Skeuomorphismus begegnet uns im Alltag an vielen Orten. Es ist die billige Spanplatte, die mit einer Folie überzogen ist, so dass ein Möbel wie aus edler Eiche geschreinert aussieht, oder auch der kleine Briefumschlag als Symbol für E-Mails.
Skeuomorphismus beschreibt also den Einsatz bestimmter Design-Elemente, die an ein anderes – oft älteres und daher vertrautes – Objekt erinnern, die aber für das neue Produkt eigentlich nicht nötig wären
Gerne wurde und wird Skeuomorphismus beim Design von Software eingesetzt: Der «Papierkorb» auf dem Desktop oder die Buchseiten, die sich im E-Book-Reader wie beim richtigen Buch beim Blättern biegen.
Apple macht Schluss mit dem Skeuomorphismus
Aber damit soll jetzt Schluss sein, wie vor kurzem die Firma Apple verlauten liess. Ausgerechnet Apple! Denn deren verstorbener Chef Steve Jobs war ein grosser Verfechter des Skeuomorphismus. Die Leder-Oberfläche des Kalenders iCal sei seine Idee gewesen, erzählt ein ehemaliger Apple-Designer : Sie sollte so wie die Innenverkleidung von Jobs Gulfstream-Jets aussehen: «Es gab damals sehr viel Diskussion unter den Designern deswegen. Die meisten fanden es furchtbar und vor allem peinlich.» Und nun verkündete also Apple Chef-Designer Jonathan Ive offiziell die Abkehr von Notizblättern mit unnötigen Linien, Spiralbindern und ähnlichem. Das alles ist, wie er findet, reiner Unsinn.
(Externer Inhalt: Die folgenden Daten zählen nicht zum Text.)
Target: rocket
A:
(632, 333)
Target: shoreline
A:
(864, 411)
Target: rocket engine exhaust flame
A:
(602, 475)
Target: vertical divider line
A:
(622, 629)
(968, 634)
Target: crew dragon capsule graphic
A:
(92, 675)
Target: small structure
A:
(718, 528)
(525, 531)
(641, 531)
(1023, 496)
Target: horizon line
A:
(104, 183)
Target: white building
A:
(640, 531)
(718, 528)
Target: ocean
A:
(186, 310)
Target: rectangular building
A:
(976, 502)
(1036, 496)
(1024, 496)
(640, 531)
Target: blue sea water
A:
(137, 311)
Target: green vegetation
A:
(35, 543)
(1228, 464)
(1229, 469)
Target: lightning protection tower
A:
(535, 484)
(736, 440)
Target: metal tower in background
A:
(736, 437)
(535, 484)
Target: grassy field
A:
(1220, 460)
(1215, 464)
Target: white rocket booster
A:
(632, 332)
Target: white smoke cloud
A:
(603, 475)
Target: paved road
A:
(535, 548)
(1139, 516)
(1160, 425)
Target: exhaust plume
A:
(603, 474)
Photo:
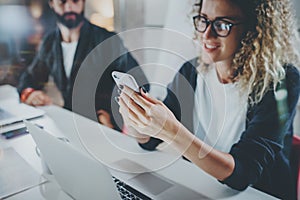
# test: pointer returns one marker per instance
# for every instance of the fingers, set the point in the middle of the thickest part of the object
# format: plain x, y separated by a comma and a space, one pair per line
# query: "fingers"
104, 118
137, 98
132, 113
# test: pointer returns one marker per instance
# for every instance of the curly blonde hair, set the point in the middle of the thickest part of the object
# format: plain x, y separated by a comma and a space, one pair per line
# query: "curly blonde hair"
269, 45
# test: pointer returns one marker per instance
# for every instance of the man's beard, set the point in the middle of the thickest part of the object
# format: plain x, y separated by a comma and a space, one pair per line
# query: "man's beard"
70, 23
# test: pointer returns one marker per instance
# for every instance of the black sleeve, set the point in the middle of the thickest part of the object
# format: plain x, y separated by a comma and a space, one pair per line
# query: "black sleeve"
37, 74
262, 142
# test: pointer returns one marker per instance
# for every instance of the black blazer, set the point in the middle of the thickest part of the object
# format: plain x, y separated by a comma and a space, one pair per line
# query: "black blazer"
262, 154
98, 53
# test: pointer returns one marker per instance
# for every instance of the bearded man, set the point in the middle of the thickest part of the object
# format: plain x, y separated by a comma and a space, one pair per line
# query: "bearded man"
61, 54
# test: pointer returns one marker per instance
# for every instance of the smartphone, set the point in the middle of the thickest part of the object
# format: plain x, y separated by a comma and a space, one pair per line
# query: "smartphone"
15, 133
122, 78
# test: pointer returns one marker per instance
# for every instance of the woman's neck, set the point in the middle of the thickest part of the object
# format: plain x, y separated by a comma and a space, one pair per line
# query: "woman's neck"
224, 72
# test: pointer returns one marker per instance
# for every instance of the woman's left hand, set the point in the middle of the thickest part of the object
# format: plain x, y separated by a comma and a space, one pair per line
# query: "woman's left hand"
147, 115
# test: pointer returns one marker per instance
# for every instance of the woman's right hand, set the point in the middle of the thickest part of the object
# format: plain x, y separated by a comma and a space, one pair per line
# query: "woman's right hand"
38, 98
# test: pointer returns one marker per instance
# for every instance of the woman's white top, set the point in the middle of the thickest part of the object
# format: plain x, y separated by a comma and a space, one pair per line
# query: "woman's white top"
69, 50
219, 112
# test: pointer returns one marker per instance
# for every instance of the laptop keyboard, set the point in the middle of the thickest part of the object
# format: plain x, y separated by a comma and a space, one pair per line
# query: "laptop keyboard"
127, 192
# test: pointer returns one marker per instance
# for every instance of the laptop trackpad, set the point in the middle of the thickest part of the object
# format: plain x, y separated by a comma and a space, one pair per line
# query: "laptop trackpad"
150, 182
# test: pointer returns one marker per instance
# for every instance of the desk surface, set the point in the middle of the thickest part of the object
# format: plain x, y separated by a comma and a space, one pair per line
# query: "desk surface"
98, 141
Intuitives versus einfaches Design?
Und damit entfacht Ive einen kleinen Glaubenskrieg. Die Verfechter des Skeuomorphismus betonen, wie sinnvoll dieses Design ist, um sich in der digitalen Welt zurecht zu finden. Gerade durch den Skeuomorphismus sei der Umgang intuitiv, oft auch spielerisch. Es leuchtet ein, den Abfall in einen Papierkorb zu werfen. Und wenn die digitale Kamera klickt, dann gibt uns dieses vertraute Geräusch die Sicherheit, dass ein Foto geschossen wurde.
Designer Ive hält jedoch dagegen. Er will einfacheres Design, das die Funktion betont und nicht unnötig mit Ornamenten verziert ist. Viele seiner Kollegen sind derselben Meinung. Es sei vor allem «visuelle Selbstbefriedigung», so der ehemalige Apple-Entwickler. «Es ist, als ob die Designer ihre Muskeln spielen lassen, um zu zeigen, wie perfekt sie ein physisches Objekt virtuell wiedergeben können. Aber wen interessiert's?»
Digital Natives vs. Digital Immigrants
Das langsame Verschwinden des Skeuomorphismus im Softwaredesign ist aber durchaus nachvollziehbar. Als die PCs und Macintoshs in den 1990er Jahren zur Massenware wurden, mussten sie den Schritt von der Realität in die virtuelle Welt für die Benutzer möglichst leicht machen – und schafften es mit simplen Designtricks im Interface. Es war für die neuen User einfach, sich zurecht zu finden: In den «Ordnen» konnte man Sachen ablegen, im «Papierkorb» Dokumente löschen.
Doch nun ist eine neue Generation an Nutzern herangewachsen, die Digital Natives. Für sie ist der Umgang mit Laptops, Smartphones und Tablets selbstverständlich. Ein virtueller Notizblock muss nicht mehr wie ein echter Notizblock aussehen. Skeuomorphismus verliert also seine Funktion – und ist mittlerweile oft nicht mehr als Retro-Design.
Überflüssig und unpraktisch
Viele Entwickler halten die Design-Elemente ausserdem für unpraktisch, da sie verhindern, dass sich die Benutzeroberfläche wirklich an neue Funktionen anpasst. Wenn Apple also den Tod des Skeuomorphismus verkündet, dann mag das eine neue Phase des Softwaredesigns einläuten. Verschwinden wird der Skeuomorphismus sicher nicht ganz. Es wird sich immer jemand finden, der selbst so abstruse Dinge toll findet wie das Auto, dessen Karosserie aussieht, als sei es mit Holzplanken verkleidet.